Maybe true and false are 1 and 0, but in Java they hash to 1231 and 1237

Photo by Chris Ried on Unsplash

Ask any Jeopardy! contestant what the numerical values of true and false are, and they’ll probably say: “0 and 1. I mean, what is 0 and 1? What are 1 and 0?”

It’s common knowledge that almost all computers operate in binary. This readily maps dichotomies to 0s and 1s. And so it makes perfect sense that the Boolean value true would be 1 and the Boolean value false would be 0.

But this seemingly simple question turns out to involve a lot of subtleties we take for granted every time we write an if statement or any other kind of conditional in a modern computer programming language.

The first of these subtleties is “data width.” Nowadays 64-bit processors seem to be fairly standard. Whether we’re talking about signed or unsigned integers, 64 bits seem enough to represent a lot more integers than we might need on any given day.

Even in the days of 8-bit processors it might still have seemed wasteful to spend an entire byte (8 bits) on a single Boolean value (please don’t read too much into my capitalization choice at this point).

If I understand correctly, programmers would cram as many as eight independent Boolean values into a single byte. The Boolean values would then be accessed by bitwise operations like XOR and NOT.

For example, suppose that you need to access the Boolean value of bit 5 in a flags byte. That would be the bit four bits from bit 0, the least significant bit. Since 2⁴ = 16, you could do flags bitwise AND 16. If the result is 16, the Boolean is true, but if it’s 0 it’s false.

Now suppose instead that you need your program to do something if any of the bits in a flags byte is a 1. You could do flags bitwise AND unsigned 255 (signed −1). Then this is true if the result is any nonzero number, false if it’s 0.

In fact, the American National Standards Institute (ANSI) standard for C++ specifies that false is 0 and true is any nonzero value.

In her book Portable C++, Patricia Giencke says that it’s safer to test that a Boolean is not false than to test that it is true.
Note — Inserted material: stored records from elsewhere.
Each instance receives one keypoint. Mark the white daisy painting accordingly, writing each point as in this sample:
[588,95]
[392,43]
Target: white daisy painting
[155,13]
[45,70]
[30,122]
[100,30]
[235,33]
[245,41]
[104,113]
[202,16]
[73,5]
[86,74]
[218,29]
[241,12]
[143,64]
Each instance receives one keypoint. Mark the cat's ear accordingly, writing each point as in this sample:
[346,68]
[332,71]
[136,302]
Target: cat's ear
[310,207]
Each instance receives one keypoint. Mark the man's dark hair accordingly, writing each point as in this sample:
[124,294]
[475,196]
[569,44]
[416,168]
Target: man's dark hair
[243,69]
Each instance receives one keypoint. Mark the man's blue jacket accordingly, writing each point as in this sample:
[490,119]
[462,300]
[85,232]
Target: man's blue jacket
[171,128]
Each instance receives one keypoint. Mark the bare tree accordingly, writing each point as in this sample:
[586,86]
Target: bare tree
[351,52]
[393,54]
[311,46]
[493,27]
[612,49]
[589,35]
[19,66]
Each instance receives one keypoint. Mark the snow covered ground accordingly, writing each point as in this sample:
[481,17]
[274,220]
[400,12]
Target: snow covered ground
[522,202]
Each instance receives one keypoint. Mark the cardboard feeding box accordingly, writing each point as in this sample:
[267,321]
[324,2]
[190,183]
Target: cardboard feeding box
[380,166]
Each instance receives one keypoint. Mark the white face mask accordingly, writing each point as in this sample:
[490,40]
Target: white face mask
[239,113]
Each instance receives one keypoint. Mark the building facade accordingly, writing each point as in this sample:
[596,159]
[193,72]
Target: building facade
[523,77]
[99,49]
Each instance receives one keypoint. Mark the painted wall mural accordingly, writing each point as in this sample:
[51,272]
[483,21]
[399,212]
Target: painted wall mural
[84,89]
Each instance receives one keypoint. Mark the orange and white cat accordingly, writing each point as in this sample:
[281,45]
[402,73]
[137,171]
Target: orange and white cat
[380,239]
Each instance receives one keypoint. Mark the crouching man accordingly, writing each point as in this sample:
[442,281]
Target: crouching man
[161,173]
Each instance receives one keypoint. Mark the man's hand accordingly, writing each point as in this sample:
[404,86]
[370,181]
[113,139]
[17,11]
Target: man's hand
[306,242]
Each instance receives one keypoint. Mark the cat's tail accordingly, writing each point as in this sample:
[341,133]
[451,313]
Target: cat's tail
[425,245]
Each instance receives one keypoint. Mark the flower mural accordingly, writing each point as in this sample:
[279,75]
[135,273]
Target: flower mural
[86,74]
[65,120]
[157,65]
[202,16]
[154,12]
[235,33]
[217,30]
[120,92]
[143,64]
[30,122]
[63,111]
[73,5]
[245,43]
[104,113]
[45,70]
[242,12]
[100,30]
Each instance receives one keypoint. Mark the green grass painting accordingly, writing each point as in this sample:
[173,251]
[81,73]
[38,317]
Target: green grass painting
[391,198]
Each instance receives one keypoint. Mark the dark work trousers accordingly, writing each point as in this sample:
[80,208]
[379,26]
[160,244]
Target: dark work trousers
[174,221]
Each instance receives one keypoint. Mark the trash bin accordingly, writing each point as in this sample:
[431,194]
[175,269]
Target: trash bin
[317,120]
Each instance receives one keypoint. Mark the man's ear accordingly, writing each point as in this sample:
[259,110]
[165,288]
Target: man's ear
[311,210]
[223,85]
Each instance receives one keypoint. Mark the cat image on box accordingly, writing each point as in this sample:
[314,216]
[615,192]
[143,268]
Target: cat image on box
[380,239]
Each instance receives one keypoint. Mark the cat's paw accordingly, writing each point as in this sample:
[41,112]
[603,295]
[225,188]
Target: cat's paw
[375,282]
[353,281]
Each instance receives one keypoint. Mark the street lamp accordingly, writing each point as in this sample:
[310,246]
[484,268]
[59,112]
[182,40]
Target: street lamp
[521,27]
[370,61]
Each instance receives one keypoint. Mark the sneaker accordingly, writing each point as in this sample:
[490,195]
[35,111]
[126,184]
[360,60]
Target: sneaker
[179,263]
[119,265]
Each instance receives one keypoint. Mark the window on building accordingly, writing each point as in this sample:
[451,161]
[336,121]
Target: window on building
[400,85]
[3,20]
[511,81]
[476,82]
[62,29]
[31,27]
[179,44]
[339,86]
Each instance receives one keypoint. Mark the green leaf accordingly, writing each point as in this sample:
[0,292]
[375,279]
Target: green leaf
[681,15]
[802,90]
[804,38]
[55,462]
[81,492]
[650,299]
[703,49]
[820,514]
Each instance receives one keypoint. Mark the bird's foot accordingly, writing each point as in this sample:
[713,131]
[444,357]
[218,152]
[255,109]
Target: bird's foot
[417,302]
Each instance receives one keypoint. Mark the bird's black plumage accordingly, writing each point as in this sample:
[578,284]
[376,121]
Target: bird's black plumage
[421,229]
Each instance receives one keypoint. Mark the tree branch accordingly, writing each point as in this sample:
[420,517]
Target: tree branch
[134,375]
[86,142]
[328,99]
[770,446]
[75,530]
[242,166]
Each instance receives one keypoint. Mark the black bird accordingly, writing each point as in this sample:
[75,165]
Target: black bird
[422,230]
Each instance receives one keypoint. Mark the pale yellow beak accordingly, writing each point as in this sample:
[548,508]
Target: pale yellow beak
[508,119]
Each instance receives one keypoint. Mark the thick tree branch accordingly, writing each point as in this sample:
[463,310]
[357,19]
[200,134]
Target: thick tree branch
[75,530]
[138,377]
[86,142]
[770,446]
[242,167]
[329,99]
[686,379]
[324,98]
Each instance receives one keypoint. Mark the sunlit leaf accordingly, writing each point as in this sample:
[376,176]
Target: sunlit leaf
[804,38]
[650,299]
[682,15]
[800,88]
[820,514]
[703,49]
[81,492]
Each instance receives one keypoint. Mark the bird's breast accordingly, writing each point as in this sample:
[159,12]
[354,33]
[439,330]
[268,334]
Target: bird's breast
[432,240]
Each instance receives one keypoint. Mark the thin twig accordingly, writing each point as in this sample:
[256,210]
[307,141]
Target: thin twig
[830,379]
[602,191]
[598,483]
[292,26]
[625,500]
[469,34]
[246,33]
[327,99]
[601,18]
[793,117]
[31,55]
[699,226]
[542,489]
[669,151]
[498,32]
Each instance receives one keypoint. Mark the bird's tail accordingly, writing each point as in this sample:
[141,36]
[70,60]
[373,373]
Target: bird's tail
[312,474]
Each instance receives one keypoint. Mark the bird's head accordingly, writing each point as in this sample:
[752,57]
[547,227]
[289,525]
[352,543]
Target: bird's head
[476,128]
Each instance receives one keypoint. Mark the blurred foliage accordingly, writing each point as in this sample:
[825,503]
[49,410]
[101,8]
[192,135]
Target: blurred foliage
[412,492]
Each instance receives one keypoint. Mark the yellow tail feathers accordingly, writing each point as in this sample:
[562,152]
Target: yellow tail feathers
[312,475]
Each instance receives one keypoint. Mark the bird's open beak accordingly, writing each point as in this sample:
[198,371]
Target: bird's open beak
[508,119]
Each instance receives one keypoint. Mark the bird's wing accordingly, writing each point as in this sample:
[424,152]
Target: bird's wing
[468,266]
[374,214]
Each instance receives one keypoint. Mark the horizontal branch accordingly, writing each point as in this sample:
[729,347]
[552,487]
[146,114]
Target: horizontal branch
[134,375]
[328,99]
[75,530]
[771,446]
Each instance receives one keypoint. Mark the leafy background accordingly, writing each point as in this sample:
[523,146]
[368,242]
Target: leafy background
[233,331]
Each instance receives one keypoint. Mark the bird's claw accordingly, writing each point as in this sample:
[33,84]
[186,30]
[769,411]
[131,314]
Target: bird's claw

Given condition declared as a Boolean, Giencke says condition == true might not always work across all C++ compilers and platforms, so it’s better to do condition != false. That seems kinda circuitous to me, pun intended.

With Java and C#, we don’t worry about something being true on one machine and false on another.

Thus most Java and C# programmers can be blissfully oblivious to the actual numerical values the Java Virtual Machine or the Common Language Runtime use to represent true and false, to say nothing of the actual underlying machine.

However, there is another context in which true and false get mapped to numerical values, and that is the context of hash codes.

When a boolean primitive is wrapped in a Boolean object, it has to have some kind of hash code (from this point forward please do read into my capitalization choices).

Specifically, a Boolean object wrapping a boolean primitive with a value of true has a hash code of 1231, while a value of 1237 corresponds to false.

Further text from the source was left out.